In "Ulysses," the first single, Alex Kapranos salaciously whispers, "Come on, let's get HIGH!" and "Last night was WILD!," as a synthesizer assaults the ears with all the subtlety of a branding iron. (Bear in mind that this is the leadoff track, the one that's supposed to hook you.) "Turn It On," another sleazy ode to satiating baser appetites, is spiced with random blasts of electronica, repetitious chanting about sex, and, when words fail them, "yeah yeah yeah."

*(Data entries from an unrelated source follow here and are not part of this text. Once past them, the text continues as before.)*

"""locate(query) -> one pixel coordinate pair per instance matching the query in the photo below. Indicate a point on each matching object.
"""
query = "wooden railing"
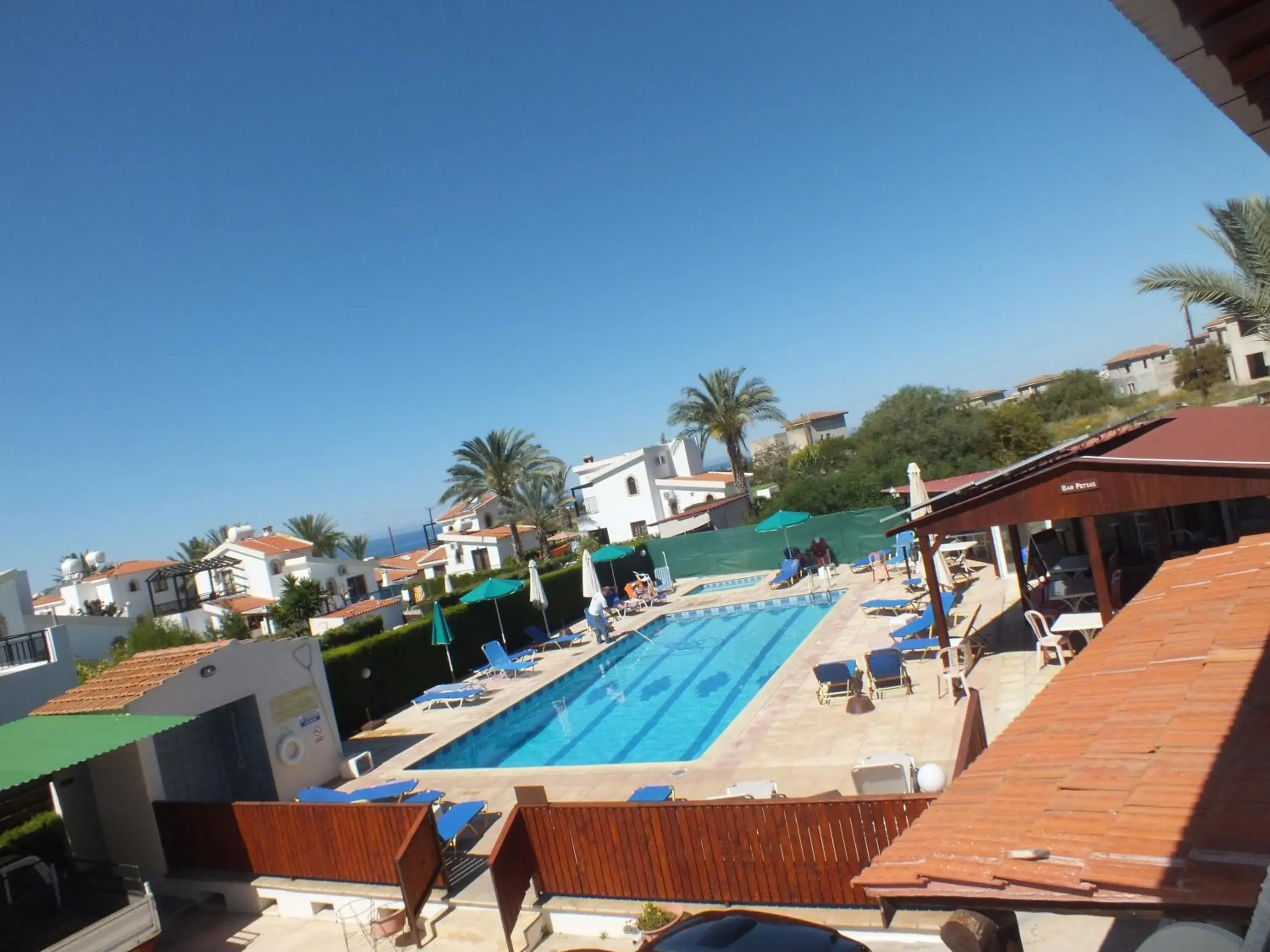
(975, 737)
(347, 842)
(762, 852)
(420, 865)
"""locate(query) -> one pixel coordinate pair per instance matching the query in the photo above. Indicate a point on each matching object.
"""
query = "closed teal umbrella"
(611, 554)
(441, 635)
(783, 521)
(492, 591)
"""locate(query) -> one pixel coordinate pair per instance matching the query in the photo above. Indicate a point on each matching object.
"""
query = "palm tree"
(723, 408)
(496, 464)
(1242, 231)
(318, 528)
(193, 550)
(355, 546)
(535, 502)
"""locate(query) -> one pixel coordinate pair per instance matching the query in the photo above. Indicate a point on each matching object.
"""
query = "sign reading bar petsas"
(1077, 487)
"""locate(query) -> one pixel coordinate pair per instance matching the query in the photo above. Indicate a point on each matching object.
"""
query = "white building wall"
(266, 669)
(25, 688)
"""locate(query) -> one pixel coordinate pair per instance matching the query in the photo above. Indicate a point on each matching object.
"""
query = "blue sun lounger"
(449, 695)
(543, 640)
(652, 795)
(790, 570)
(459, 818)
(500, 662)
(384, 791)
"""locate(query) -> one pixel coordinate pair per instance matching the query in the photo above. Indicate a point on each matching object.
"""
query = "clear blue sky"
(265, 259)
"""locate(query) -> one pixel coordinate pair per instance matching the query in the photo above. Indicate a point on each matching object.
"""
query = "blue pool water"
(644, 701)
(724, 586)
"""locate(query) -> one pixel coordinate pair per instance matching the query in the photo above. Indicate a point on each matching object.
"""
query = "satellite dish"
(1192, 937)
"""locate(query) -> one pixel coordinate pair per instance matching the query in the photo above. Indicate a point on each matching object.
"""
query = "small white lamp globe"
(931, 779)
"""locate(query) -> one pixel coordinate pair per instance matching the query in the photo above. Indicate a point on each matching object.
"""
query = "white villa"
(1250, 352)
(624, 497)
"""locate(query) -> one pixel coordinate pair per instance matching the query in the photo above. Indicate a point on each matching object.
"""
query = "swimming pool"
(663, 699)
(724, 586)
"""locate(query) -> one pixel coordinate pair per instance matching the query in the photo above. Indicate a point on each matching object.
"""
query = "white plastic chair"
(1047, 640)
(954, 666)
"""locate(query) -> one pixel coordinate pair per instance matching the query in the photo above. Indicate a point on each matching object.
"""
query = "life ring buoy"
(291, 749)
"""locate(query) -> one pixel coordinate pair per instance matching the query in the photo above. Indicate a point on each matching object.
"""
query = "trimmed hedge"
(404, 663)
(355, 630)
(44, 836)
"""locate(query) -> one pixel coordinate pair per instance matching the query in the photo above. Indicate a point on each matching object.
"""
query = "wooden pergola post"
(1016, 551)
(1102, 589)
(933, 588)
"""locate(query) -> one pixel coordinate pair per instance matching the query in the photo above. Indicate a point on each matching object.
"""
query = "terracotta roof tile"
(117, 687)
(130, 568)
(276, 544)
(1143, 768)
(357, 608)
(1138, 353)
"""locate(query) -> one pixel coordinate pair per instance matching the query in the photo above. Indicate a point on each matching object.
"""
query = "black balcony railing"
(28, 648)
(190, 601)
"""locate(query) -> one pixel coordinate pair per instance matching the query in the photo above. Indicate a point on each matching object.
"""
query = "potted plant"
(653, 921)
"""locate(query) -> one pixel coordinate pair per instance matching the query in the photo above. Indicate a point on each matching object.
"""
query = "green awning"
(40, 746)
(492, 589)
(610, 554)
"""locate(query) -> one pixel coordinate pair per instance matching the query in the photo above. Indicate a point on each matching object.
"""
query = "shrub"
(351, 631)
(42, 836)
(404, 663)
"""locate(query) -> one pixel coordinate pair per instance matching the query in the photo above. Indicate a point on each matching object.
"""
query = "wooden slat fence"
(347, 842)
(975, 737)
(420, 865)
(762, 852)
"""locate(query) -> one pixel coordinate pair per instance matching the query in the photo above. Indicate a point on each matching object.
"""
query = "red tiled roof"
(814, 415)
(244, 603)
(1138, 353)
(119, 687)
(1143, 768)
(130, 568)
(465, 506)
(357, 608)
(1037, 381)
(1229, 436)
(944, 485)
(276, 544)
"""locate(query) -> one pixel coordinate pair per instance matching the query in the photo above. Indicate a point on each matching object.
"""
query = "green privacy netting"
(850, 535)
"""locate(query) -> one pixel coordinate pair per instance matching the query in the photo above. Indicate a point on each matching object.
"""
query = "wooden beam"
(933, 589)
(1102, 589)
(1016, 548)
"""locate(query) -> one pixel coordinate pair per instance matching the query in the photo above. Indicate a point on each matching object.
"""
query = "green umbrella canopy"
(493, 588)
(781, 521)
(610, 554)
(440, 627)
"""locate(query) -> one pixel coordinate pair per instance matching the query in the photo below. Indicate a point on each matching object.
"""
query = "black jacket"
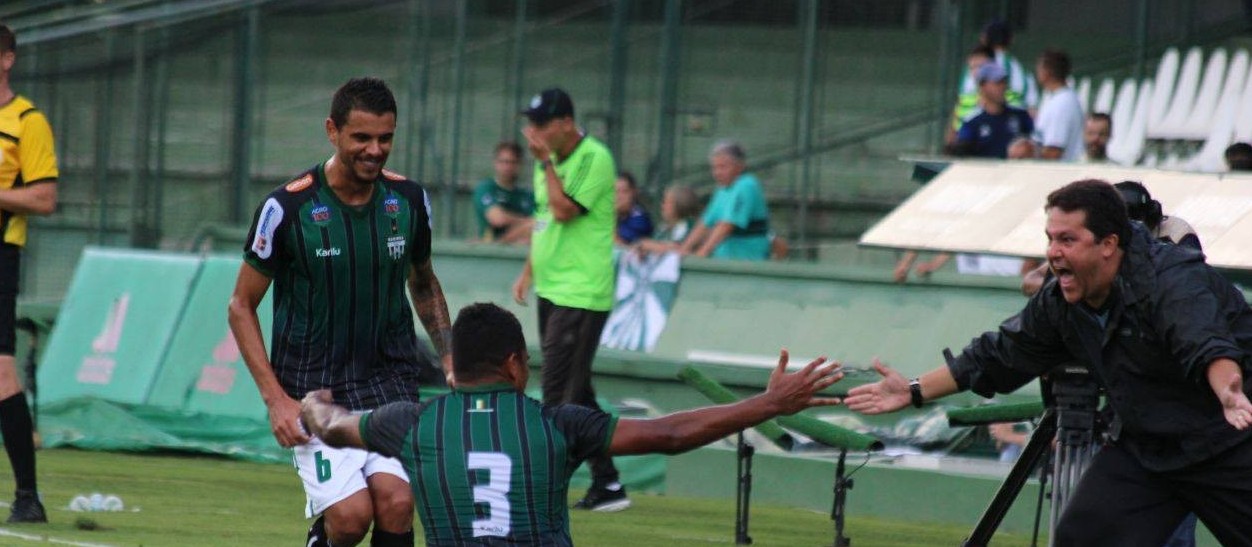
(1169, 316)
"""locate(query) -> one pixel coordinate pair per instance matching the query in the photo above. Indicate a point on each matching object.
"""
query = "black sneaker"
(604, 497)
(317, 533)
(26, 508)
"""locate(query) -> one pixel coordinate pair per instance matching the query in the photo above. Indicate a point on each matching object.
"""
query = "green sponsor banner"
(115, 324)
(203, 371)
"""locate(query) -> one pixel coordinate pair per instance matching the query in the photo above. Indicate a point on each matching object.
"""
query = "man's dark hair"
(482, 337)
(630, 179)
(1057, 63)
(1238, 157)
(364, 94)
(984, 50)
(8, 40)
(511, 145)
(1102, 117)
(1103, 204)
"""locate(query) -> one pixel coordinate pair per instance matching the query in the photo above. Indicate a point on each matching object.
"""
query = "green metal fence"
(170, 115)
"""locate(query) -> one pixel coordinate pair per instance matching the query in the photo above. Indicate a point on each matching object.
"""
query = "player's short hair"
(511, 145)
(1103, 204)
(482, 337)
(730, 149)
(1238, 157)
(8, 40)
(366, 94)
(1057, 63)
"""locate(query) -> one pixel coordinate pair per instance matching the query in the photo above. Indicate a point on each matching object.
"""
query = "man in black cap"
(571, 264)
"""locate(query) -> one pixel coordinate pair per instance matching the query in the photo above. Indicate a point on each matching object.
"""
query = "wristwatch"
(915, 392)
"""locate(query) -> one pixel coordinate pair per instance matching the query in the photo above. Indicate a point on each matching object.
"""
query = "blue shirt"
(989, 134)
(635, 225)
(743, 205)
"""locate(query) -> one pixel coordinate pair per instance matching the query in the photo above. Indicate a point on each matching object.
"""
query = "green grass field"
(175, 500)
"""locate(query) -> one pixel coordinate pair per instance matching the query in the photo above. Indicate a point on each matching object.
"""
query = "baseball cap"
(547, 105)
(990, 71)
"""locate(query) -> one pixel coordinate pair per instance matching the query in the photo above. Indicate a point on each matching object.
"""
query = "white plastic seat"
(1183, 98)
(1167, 73)
(1198, 123)
(1103, 102)
(1084, 90)
(1127, 142)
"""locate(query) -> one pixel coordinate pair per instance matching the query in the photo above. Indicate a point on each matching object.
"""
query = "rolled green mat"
(830, 434)
(993, 413)
(718, 393)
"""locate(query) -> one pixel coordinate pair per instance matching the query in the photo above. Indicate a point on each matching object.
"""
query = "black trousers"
(1119, 503)
(570, 337)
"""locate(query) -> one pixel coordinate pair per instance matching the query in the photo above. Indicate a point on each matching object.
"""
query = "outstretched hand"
(888, 394)
(284, 423)
(798, 391)
(1235, 403)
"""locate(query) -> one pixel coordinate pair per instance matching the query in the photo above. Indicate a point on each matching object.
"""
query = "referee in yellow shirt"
(28, 177)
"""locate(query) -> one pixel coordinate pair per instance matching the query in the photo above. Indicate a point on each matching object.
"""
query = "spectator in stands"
(634, 223)
(1021, 93)
(967, 100)
(736, 223)
(1058, 129)
(502, 207)
(28, 187)
(1096, 133)
(994, 124)
(1022, 148)
(1238, 157)
(679, 210)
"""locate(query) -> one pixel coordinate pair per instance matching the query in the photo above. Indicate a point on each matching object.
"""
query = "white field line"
(5, 532)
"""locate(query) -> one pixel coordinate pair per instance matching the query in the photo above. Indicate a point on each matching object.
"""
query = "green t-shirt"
(572, 262)
(743, 204)
(487, 194)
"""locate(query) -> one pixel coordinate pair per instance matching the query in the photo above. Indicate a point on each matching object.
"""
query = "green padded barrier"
(114, 324)
(203, 371)
(993, 413)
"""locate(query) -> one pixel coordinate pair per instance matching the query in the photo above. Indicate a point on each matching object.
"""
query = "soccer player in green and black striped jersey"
(491, 466)
(339, 243)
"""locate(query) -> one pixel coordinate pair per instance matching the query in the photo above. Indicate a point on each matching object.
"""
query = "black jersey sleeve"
(587, 431)
(384, 429)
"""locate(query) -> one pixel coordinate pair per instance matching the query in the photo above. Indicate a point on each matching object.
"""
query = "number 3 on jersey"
(493, 493)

It doesn't stop. "No You Girls" is a banal singalong that offers this hoary bit of wisdom: "No, you girls never know / How you make a boy feel." As the band lowers the bar further on "What She Came For," the bass line sounds like a dancefloor playboy stalking his prey, while the squawking synth is straight out of "Disco Duck." Meanwhile, the lyrics cast deplorable aspersions on the fairer sex: "I got a question for you / Where'd you get your name from? / Where do you see yourself in 5 minutes' time?" The presumptive answer: on her knees, making the boys in the band happy.
Okay, I could go on, but you get the point. If it weren't for "Katherine Kiss Me" and "Send Him Away," real songs that sound like captives on this misbegotten cruise, Tonight would have warranted but a single star from this reviewer. In the grand scheme of things, it may turn out to be but a misstep on Franz Ferdinand's path. But what a godawful misstep it is.